EKBIS.CO, JAKARTA – Indonesia masih mempertimbangkan keanggotaan dalam organisasi BRICS, yang terdiri dari Brasil, Rusia, India, China, dan Afrika Selatan. Keputusan ini masih menunggu arahan Presiden Prabowo Subianto.
"Itu sesuai arahan Bapak Presiden. Sebagai negara nonblok, kita (Indonesia) harus memonitor dan menjajaki semua blok," ujar Menteri Koordinator Bidang Perekonomian Airlangga Hartato saat ditemui di kantornya, Selasa (22/10/2024).
Saat ditanyakan apakah Indonesia akan hadir dalam pertemuan BRICS yang sedang berlangsung, Airlangga masih belum bisa memastikan, termasuk kehadiran Presiden Prabowo Subianto.
"Kemungkinan ada, karena beberapa waktu lalu, pertemuan dari segi partai politik ada yang hadir. (Kehadiran Prabowo) belum ada kepastian," ungkap Airlangga.
Sebelumnya, Jumat (19/7/2022), Direktur Jenderal Kerja Sama ASEAN Kementerian Luar Negeri Sidharto R. Suryodipuro mengatakan Indonesia masih mengkaji apakah akan bergabung dengan kelompok negara-negara ekonomi berkembang BRICS.

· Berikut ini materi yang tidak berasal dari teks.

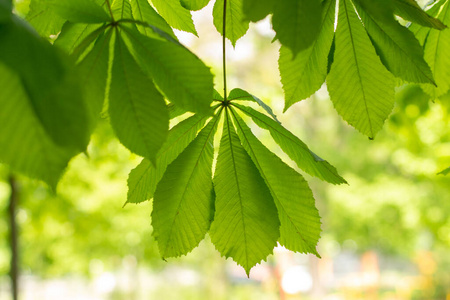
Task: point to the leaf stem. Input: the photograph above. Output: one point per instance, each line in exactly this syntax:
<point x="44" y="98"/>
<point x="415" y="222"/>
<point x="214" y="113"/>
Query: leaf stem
<point x="110" y="10"/>
<point x="224" y="51"/>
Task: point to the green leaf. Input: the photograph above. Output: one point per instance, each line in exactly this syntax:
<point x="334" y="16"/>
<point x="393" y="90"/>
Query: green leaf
<point x="138" y="112"/>
<point x="236" y="25"/>
<point x="176" y="15"/>
<point x="297" y="23"/>
<point x="50" y="81"/>
<point x="445" y="172"/>
<point x="299" y="218"/>
<point x="183" y="78"/>
<point x="239" y="94"/>
<point x="143" y="11"/>
<point x="361" y="89"/>
<point x="303" y="75"/>
<point x="77" y="38"/>
<point x="80" y="11"/>
<point x="256" y="10"/>
<point x="194" y="4"/>
<point x="183" y="205"/>
<point x="397" y="47"/>
<point x="411" y="11"/>
<point x="143" y="179"/>
<point x="121" y="9"/>
<point x="305" y="159"/>
<point x="246" y="225"/>
<point x="217" y="96"/>
<point x="24" y="144"/>
<point x="94" y="71"/>
<point x="436" y="54"/>
<point x="175" y="111"/>
<point x="5" y="10"/>
<point x="44" y="18"/>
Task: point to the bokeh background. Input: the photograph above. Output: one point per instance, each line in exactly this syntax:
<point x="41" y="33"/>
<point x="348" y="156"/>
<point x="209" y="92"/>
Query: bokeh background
<point x="386" y="235"/>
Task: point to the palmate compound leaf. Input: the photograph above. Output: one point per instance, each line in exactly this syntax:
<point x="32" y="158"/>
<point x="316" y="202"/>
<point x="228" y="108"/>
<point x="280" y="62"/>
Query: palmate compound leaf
<point x="246" y="225"/>
<point x="236" y="25"/>
<point x="80" y="11"/>
<point x="240" y="94"/>
<point x="89" y="44"/>
<point x="143" y="11"/>
<point x="138" y="111"/>
<point x="303" y="75"/>
<point x="77" y="38"/>
<point x="183" y="78"/>
<point x="397" y="47"/>
<point x="183" y="204"/>
<point x="411" y="11"/>
<point x="194" y="4"/>
<point x="44" y="18"/>
<point x="121" y="9"/>
<point x="305" y="159"/>
<point x="143" y="179"/>
<point x="297" y="23"/>
<point x="436" y="54"/>
<point x="5" y="10"/>
<point x="50" y="82"/>
<point x="360" y="87"/>
<point x="299" y="218"/>
<point x="175" y="14"/>
<point x="24" y="144"/>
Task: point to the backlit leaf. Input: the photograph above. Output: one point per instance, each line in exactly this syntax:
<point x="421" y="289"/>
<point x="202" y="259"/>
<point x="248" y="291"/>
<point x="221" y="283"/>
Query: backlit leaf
<point x="397" y="47"/>
<point x="360" y="87"/>
<point x="183" y="204"/>
<point x="305" y="159"/>
<point x="236" y="25"/>
<point x="181" y="76"/>
<point x="143" y="179"/>
<point x="303" y="75"/>
<point x="175" y="14"/>
<point x="297" y="23"/>
<point x="138" y="112"/>
<point x="299" y="218"/>
<point x="246" y="225"/>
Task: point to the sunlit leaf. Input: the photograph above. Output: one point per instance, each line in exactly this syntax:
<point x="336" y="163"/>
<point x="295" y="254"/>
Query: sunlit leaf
<point x="256" y="10"/>
<point x="175" y="14"/>
<point x="143" y="11"/>
<point x="182" y="77"/>
<point x="24" y="144"/>
<point x="82" y="11"/>
<point x="361" y="89"/>
<point x="299" y="218"/>
<point x="246" y="225"/>
<point x="411" y="11"/>
<point x="239" y="94"/>
<point x="436" y="54"/>
<point x="236" y="25"/>
<point x="50" y="82"/>
<point x="138" y="112"/>
<point x="183" y="204"/>
<point x="305" y="159"/>
<point x="297" y="23"/>
<point x="305" y="73"/>
<point x="143" y="179"/>
<point x="397" y="47"/>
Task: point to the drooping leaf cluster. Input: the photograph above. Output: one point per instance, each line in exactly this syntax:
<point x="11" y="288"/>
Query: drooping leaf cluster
<point x="253" y="199"/>
<point x="121" y="59"/>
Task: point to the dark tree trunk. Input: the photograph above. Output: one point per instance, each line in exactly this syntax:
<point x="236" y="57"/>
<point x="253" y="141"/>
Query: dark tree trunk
<point x="13" y="238"/>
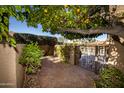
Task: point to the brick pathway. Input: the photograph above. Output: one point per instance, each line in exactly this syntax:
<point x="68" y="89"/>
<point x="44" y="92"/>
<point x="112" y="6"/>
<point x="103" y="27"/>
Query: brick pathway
<point x="55" y="74"/>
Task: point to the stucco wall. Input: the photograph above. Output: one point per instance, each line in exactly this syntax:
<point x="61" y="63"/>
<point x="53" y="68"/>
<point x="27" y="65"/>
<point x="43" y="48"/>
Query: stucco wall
<point x="7" y="66"/>
<point x="116" y="55"/>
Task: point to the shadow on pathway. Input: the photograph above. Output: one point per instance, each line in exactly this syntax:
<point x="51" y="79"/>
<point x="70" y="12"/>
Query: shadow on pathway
<point x="55" y="74"/>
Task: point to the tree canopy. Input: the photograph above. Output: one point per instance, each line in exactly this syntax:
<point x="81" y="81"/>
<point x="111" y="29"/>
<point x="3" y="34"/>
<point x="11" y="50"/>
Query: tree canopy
<point x="71" y="21"/>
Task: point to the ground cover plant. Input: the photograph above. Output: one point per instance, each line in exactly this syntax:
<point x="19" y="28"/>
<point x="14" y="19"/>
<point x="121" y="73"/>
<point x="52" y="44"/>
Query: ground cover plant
<point x="31" y="58"/>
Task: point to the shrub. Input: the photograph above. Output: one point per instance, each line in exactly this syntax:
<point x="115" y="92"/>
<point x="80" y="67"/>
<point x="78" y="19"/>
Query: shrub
<point x="110" y="77"/>
<point x="63" y="51"/>
<point x="30" y="58"/>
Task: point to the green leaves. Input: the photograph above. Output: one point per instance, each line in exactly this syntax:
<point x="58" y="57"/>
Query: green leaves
<point x="31" y="58"/>
<point x="110" y="77"/>
<point x="19" y="8"/>
<point x="12" y="42"/>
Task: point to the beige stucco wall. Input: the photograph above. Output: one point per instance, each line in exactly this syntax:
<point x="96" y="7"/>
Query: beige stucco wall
<point x="116" y="55"/>
<point x="7" y="66"/>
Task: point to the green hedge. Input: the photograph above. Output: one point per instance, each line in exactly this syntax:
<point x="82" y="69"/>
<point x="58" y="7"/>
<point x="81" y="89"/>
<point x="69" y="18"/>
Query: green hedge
<point x="30" y="58"/>
<point x="110" y="77"/>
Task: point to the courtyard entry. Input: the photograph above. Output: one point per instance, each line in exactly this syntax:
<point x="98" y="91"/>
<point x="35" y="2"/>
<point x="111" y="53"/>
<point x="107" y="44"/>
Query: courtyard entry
<point x="94" y="56"/>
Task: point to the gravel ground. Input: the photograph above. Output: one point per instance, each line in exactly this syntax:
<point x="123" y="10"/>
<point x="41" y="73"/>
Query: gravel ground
<point x="55" y="74"/>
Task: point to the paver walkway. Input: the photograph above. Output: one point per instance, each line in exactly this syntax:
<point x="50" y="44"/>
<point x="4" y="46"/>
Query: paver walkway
<point x="55" y="74"/>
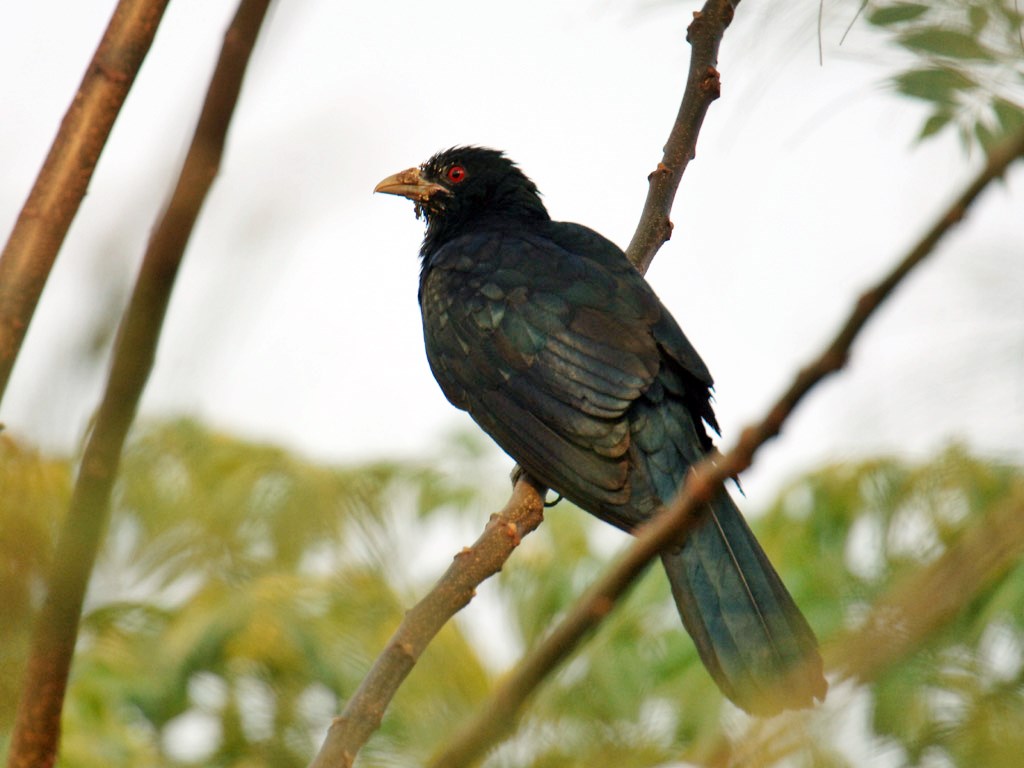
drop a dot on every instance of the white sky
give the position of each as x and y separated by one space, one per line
295 315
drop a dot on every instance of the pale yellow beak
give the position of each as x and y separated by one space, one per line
409 183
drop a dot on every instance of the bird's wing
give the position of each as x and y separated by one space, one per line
547 349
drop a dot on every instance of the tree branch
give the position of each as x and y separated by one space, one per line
453 592
499 714
57 193
37 726
702 86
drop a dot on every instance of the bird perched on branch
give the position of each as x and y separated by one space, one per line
559 349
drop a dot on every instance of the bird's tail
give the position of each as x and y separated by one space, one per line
749 632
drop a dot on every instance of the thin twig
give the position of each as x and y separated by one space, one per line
702 86
60 185
453 592
499 714
37 727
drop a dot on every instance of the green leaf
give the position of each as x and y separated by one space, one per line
945 43
934 124
896 13
1010 115
978 15
933 84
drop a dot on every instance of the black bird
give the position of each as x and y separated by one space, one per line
560 350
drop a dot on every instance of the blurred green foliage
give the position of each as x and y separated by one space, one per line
966 64
243 593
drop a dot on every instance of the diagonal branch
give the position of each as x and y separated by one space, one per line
46 216
366 708
38 723
499 714
453 592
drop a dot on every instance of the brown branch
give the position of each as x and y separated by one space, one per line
453 592
57 193
364 712
37 727
702 86
499 714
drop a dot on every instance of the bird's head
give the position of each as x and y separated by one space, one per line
464 184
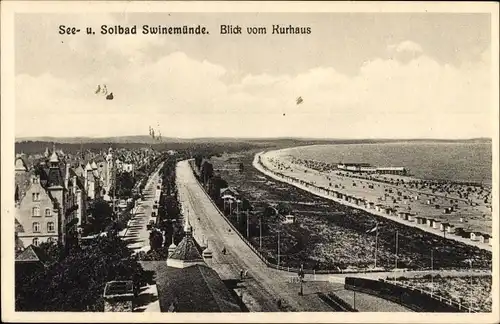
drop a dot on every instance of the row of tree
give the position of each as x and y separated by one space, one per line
169 224
237 211
76 283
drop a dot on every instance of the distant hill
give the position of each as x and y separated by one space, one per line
143 139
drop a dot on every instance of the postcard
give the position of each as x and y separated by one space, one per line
250 162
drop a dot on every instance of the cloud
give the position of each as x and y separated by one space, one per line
406 46
387 98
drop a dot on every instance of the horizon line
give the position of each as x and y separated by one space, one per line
249 137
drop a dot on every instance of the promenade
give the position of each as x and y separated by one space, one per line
304 180
263 284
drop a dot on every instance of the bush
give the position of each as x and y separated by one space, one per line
77 282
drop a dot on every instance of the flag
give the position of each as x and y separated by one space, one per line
373 229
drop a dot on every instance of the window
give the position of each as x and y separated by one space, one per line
36 211
50 227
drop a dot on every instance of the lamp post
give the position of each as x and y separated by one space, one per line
301 279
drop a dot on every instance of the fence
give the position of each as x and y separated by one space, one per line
263 258
338 304
413 298
442 299
364 205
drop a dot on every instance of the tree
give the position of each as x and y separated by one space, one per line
102 215
124 185
215 185
245 205
284 209
207 171
76 283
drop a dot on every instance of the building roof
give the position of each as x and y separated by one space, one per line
193 289
56 177
32 254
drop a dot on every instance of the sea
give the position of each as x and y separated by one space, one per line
459 162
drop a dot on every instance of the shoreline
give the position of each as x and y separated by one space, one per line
486 183
324 194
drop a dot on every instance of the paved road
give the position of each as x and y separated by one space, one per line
266 284
137 237
321 193
136 234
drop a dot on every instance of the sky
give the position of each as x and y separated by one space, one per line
361 75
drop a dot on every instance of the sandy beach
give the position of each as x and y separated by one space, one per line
400 197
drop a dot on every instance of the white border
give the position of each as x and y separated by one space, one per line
7 120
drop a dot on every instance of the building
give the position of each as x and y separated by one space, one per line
289 219
30 261
119 296
229 192
484 238
49 202
367 168
37 215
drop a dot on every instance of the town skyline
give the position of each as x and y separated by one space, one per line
428 78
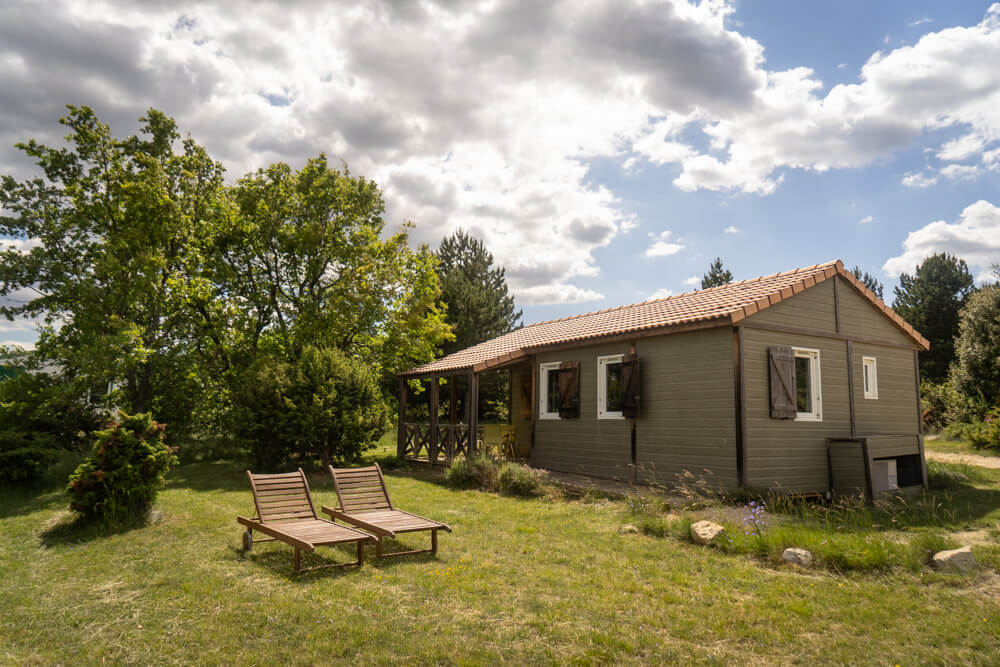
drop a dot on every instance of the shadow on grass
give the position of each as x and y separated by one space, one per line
74 529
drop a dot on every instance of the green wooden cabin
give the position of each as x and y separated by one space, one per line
802 381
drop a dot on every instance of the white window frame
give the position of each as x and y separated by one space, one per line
869 380
543 389
816 389
602 386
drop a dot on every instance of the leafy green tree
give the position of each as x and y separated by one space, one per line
300 259
324 406
717 275
930 300
869 281
976 370
113 222
474 289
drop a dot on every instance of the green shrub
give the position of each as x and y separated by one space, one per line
506 477
40 419
118 483
323 406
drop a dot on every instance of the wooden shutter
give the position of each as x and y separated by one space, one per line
569 389
526 402
781 362
631 384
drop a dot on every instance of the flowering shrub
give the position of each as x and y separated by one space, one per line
118 483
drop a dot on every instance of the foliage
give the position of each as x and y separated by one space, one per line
322 406
931 300
491 474
976 370
40 418
118 483
111 227
982 434
717 275
869 281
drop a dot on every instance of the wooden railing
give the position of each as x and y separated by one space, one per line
452 440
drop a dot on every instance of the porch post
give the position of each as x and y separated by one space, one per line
473 410
401 426
435 401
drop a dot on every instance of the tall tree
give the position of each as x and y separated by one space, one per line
976 370
930 300
717 275
111 226
475 291
870 281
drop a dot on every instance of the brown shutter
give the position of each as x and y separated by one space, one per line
526 402
781 362
569 389
630 380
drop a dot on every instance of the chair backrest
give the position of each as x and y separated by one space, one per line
360 489
283 497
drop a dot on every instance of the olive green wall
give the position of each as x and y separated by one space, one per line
688 407
584 445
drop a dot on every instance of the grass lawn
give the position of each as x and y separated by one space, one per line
940 444
525 581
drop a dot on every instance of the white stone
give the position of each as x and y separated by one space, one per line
954 560
796 556
703 532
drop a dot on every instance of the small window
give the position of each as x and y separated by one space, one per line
808 398
548 390
870 369
610 387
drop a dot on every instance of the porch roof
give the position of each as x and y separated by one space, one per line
716 306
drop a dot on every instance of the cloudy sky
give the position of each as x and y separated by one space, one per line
605 150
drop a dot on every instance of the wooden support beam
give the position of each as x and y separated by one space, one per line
401 427
435 404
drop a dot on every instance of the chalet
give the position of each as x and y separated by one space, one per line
802 381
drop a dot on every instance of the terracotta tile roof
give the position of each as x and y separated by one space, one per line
716 306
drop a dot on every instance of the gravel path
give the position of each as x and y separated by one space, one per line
971 459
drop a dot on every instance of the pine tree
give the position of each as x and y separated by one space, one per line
870 281
717 275
930 300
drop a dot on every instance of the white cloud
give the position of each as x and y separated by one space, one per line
543 295
918 180
975 237
960 172
662 246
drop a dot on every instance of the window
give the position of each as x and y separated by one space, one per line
548 390
871 376
610 387
808 398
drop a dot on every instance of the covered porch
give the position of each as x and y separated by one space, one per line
444 421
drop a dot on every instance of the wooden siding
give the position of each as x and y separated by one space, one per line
584 445
811 309
894 412
688 407
784 453
858 317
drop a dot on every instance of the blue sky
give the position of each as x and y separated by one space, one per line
605 150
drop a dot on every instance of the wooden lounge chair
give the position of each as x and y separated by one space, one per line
286 513
364 502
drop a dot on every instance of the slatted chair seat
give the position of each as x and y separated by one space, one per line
363 501
286 513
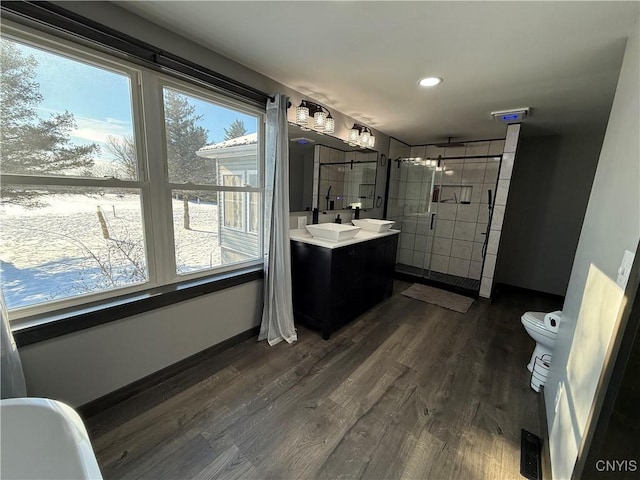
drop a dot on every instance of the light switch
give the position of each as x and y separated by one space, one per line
625 269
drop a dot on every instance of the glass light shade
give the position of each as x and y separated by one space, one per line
319 120
302 115
364 138
330 125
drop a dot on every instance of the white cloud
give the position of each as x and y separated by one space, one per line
95 130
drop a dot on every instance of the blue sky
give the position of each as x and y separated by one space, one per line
100 101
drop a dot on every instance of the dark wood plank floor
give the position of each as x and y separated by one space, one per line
409 390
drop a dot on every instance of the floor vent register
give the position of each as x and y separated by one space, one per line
530 464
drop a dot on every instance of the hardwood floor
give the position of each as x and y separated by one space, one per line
409 390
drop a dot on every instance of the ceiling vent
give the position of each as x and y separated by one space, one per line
511 116
302 140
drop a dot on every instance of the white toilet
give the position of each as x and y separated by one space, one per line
543 328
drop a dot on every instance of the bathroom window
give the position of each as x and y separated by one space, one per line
233 205
101 198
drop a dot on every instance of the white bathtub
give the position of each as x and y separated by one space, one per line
44 439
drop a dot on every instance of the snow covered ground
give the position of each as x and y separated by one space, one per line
58 250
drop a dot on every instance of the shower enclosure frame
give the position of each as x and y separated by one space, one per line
426 271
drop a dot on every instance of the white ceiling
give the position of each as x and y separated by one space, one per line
364 59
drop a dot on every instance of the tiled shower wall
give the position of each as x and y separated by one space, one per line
504 181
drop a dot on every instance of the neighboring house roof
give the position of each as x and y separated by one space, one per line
228 147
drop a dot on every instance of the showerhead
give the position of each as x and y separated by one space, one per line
449 143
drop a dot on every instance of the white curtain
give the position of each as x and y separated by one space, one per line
277 313
12 379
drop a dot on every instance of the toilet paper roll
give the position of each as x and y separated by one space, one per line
552 320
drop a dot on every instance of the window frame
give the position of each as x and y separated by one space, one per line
152 183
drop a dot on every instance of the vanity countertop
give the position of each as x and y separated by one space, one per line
302 235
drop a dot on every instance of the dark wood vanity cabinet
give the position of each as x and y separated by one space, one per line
332 286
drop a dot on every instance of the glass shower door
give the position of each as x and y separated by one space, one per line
411 206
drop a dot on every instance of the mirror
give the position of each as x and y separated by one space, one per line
346 179
349 186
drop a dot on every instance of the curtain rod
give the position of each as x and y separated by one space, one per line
61 19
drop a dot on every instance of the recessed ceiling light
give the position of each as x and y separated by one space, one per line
430 81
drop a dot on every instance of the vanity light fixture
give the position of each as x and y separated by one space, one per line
430 81
323 122
360 135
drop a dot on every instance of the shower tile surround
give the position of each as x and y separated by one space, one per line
459 234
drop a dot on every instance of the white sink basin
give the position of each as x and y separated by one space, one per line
333 232
373 225
44 438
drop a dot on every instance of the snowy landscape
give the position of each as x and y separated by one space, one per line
58 250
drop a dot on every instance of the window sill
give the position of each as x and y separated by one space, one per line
39 328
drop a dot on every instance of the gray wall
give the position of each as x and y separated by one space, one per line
85 365
550 188
593 299
88 364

“Indonesia sendiri masih mengkaji mengenai keanggotaan di BRICS. Jadi, jika dikatakan Indonesia menolak bergabung, itu tidak benar; Indonesia masih terus mengkaji,” kata Sidharto di Jakarta, dalam konferensi pers menjelang Pertemuan ke-57 Menlu ASEAN (AMM).
Sementara itu, Menteri Luar Negeri RI Kabinet Indonesia Maju Retno Marsudi mengatakan, keputusan Indonesia untuk bergabung dengan blok ekonomi BRICS ada pada pemerintahan Presiden Prabowo Subianto.
"Keputusan akan ada di dalam pemerintahan yang akan datang, tetapi kami terus memberikan masukan kepada presiden terpilih mengenai masalah BRICS ini," kata Retno.
KTT BRICS diselenggarakan di Kazan, Rusia, pada 22 hingga 24 Oktober. BRICS adalah asosiasi antar-pemerintah yang dibentuk pada 2006. Rusia memegang presidensi BRICS pada 1 Januari 2024. Tahun ini dimulai dengan masuknya anggota baru ke dalam asosiasi tersebut — selain Rusia, Brasil, India, China, dan Afrika Selatan, kini juga termasuk Mesir, Ethiopia, Iran, Uni Emirat Arab, dan Arab Saudi.
Kepresidenan BRICS Rusia diadakan dengan motto memperkuat multilateralisme untuk pembangunan dan keamanan global yang adil. Sebagai bagian dari kepemimpinannya, Federasi Rusia akan menyelenggarakan lebih dari 200 acara dalam bidang politik, ekonomi, dan sosial.